Sunday, 9 January 2011

Making And Breaking The Rules Of Fantasy

I'll admit right now that I am a one, maybe two genre guy, depending on how closely related you consider Science Fiction and Fantasy.  Yes, I'll read other genres, and it's even possible I'll write other genres down the line, but this is where my heart is.  Fantasy, especially.

When they say "write what you know," this is what I go to.  It's true that I've never dealt with daemons, travelled strange and fantastic lands or wielded mighty magics, but if there's one genre I know inside and out, this is it.  I know the rules of Fantasy instinctively, the same way I know when a Chinook* is rolling in.  And the biggest rule is?  There are no rules.

Ok, that's a lie.  There are lots of rules, and they're different if you're talking about High Fantasy, Contemporary Fantasy or Urban Fantasy.  Good and evil are more black and white (or at least you know which side a character/creature ought to be on,) magic and fantastic creatures abound, and chances are someone has a Destiny.  The fun part is, even within these rules, you get to reinvent the world each time.  In fact, that's pretty much the point.  While there's only so much you can change about a certain "race" or "species" and still have it be recognizable, you get to take it and make it your own, with your own rules.  For example, there are certain things that make a faerie a faerie or it isn't a faerie, but that can range from sweet Victorian flower fairies, through Tinkerbell right to something downright malicious like Jenny-Greenteeth.  Don't like what came before?  Reinvent it.

Vampire stories are notorious for having a different set of rules for every author, and while each reader has eir own preference, we can (usually) recognize that it is a vampire when you tell us so.  As long as we have drinks blood + immortal/unnaturally long-lived, we'll go "yep, that's a vampire all right," even if the rest of the details get changed faster than topics in an ADD conversation (though some of us still draw the line at sparkles.  I mean, seriously!  He's a vampire, not a disco-ball.)  The upshot of this is, in Fantasy you get to change the rules.  A lot.

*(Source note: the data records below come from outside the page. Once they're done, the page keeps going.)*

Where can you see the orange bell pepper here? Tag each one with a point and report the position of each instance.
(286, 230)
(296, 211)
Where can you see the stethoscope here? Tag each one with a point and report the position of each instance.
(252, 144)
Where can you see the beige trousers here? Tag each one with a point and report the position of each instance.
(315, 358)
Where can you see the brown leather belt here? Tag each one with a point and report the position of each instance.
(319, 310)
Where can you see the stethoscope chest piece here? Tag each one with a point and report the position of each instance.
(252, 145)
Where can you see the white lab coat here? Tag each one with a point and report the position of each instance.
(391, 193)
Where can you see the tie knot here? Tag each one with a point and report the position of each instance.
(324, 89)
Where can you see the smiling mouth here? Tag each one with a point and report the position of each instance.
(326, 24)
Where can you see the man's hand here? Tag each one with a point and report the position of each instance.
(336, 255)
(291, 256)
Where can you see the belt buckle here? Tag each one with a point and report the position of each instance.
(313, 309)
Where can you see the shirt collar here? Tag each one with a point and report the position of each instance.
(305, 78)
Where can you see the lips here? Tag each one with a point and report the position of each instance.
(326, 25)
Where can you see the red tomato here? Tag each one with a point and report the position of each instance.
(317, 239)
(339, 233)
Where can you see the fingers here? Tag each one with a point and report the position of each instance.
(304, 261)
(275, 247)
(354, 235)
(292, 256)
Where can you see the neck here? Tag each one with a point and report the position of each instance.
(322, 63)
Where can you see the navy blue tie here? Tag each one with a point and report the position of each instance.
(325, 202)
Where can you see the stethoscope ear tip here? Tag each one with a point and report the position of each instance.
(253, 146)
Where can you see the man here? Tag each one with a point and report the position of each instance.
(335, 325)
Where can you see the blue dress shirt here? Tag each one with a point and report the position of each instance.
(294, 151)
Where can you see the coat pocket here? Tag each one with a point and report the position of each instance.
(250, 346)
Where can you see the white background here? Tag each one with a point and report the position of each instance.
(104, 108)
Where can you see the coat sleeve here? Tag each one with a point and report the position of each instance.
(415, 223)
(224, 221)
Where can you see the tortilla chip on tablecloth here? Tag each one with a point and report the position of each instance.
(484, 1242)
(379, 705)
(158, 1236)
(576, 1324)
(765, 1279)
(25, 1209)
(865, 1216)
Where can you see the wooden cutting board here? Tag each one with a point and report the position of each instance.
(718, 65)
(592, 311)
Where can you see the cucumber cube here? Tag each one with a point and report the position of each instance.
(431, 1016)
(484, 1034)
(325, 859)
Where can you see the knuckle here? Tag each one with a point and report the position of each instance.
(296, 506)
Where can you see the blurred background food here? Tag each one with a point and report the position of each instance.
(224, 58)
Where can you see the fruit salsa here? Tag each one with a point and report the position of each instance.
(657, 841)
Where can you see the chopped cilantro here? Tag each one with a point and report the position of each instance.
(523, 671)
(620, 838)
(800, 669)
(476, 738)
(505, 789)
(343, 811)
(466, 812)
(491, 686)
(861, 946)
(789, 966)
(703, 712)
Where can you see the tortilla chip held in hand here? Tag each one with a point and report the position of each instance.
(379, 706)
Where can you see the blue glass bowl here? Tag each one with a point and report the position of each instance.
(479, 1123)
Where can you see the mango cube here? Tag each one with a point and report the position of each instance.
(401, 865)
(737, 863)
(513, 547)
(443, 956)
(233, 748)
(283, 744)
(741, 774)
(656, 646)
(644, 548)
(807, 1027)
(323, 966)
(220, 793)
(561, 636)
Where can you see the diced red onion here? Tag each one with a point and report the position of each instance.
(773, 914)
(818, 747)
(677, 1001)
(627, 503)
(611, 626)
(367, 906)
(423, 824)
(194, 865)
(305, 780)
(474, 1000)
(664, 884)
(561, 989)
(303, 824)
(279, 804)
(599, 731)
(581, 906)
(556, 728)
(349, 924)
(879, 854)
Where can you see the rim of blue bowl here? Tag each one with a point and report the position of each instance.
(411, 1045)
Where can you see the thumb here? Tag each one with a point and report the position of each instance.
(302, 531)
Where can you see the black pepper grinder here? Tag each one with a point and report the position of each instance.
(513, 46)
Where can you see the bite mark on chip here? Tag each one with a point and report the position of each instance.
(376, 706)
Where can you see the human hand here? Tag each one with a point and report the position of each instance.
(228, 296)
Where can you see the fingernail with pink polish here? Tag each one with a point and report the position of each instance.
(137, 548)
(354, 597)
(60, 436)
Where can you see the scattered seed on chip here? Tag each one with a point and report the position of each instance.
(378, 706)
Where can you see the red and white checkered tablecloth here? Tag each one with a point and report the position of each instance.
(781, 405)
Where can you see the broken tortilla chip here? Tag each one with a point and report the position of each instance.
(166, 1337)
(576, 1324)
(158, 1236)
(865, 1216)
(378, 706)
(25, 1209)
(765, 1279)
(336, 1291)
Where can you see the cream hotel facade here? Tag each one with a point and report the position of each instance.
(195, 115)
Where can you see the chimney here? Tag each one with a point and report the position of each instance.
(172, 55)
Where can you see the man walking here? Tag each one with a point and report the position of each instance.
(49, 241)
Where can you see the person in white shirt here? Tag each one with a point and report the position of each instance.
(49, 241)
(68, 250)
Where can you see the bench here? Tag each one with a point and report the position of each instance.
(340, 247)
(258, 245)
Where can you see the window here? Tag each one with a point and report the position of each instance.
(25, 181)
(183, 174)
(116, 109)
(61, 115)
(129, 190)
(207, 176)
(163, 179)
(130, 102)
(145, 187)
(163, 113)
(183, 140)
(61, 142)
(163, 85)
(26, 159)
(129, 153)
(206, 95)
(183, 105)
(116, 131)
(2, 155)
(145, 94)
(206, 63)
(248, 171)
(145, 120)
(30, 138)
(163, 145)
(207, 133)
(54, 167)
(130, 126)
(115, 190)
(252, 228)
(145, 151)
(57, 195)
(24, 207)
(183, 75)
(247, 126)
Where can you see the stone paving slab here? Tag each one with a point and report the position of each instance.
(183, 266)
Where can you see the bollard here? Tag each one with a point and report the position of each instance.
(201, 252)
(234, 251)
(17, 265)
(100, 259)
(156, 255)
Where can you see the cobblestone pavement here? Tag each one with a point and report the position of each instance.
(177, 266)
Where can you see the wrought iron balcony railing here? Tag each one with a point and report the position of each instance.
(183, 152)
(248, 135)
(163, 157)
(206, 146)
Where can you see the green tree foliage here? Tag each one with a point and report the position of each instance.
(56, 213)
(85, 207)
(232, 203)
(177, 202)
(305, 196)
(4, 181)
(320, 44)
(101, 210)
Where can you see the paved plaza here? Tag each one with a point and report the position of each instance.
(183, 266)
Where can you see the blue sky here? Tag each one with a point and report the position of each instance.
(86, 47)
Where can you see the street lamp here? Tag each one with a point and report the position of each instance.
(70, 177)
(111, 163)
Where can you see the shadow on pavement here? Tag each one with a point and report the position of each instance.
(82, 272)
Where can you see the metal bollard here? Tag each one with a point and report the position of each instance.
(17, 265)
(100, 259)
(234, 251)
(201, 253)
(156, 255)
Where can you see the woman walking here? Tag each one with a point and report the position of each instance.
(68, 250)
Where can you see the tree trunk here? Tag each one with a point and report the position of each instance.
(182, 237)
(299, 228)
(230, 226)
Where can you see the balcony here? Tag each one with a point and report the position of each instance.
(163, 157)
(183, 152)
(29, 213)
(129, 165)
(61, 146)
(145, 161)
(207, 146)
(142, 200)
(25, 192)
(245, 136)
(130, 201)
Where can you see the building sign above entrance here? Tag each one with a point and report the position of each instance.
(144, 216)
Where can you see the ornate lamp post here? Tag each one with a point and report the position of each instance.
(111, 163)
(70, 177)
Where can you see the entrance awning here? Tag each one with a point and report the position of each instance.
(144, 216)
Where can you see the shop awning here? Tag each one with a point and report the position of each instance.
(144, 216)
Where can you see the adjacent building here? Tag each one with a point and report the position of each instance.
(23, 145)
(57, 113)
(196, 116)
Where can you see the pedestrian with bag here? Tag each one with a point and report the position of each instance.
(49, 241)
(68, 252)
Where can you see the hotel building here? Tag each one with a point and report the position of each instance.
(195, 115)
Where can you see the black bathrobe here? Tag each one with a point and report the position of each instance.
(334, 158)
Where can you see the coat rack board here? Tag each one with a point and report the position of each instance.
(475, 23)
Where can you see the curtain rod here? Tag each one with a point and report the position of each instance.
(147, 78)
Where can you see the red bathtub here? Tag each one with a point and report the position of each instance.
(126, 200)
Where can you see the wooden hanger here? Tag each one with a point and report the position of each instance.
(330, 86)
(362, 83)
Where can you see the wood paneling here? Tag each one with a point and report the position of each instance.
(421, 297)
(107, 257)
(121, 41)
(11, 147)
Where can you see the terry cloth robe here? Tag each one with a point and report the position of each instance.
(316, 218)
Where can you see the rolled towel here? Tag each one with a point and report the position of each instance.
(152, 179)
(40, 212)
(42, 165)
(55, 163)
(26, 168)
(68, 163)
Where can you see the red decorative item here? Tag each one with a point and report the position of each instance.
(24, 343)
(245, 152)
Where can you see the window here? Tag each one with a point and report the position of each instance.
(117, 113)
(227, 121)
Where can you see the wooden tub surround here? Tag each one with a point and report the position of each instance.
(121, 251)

One thing you can't do is break your own rules.  Once you've established a magic system in your universe, you have to stick with it.  Your trolls turn to stone in the daylight?  You can't have one suddenly take a noonday stroll.  Your vampires are allergic to garlic?  They probably won't be going out for Italian.  Whatever else you do, you have to keep up an internal logic or the reader with think you have no idea what you're doing.  Keep that in mind when you're doing your world building; consistency is key.

If you're writing a Fantasy story, how well are you sticking to your own rules?  Think I'm full of crap here?  Tell me why.  I'll never learn otherwise.

*For those who don't live just west of the foothills of the Rockies, a Chinook is a warm wind that comes in from the Pacific Ocean, over the mountains, and is known to raise the temperature above freezing in winter.  Also known to cause nasty headaches from the pressure changes.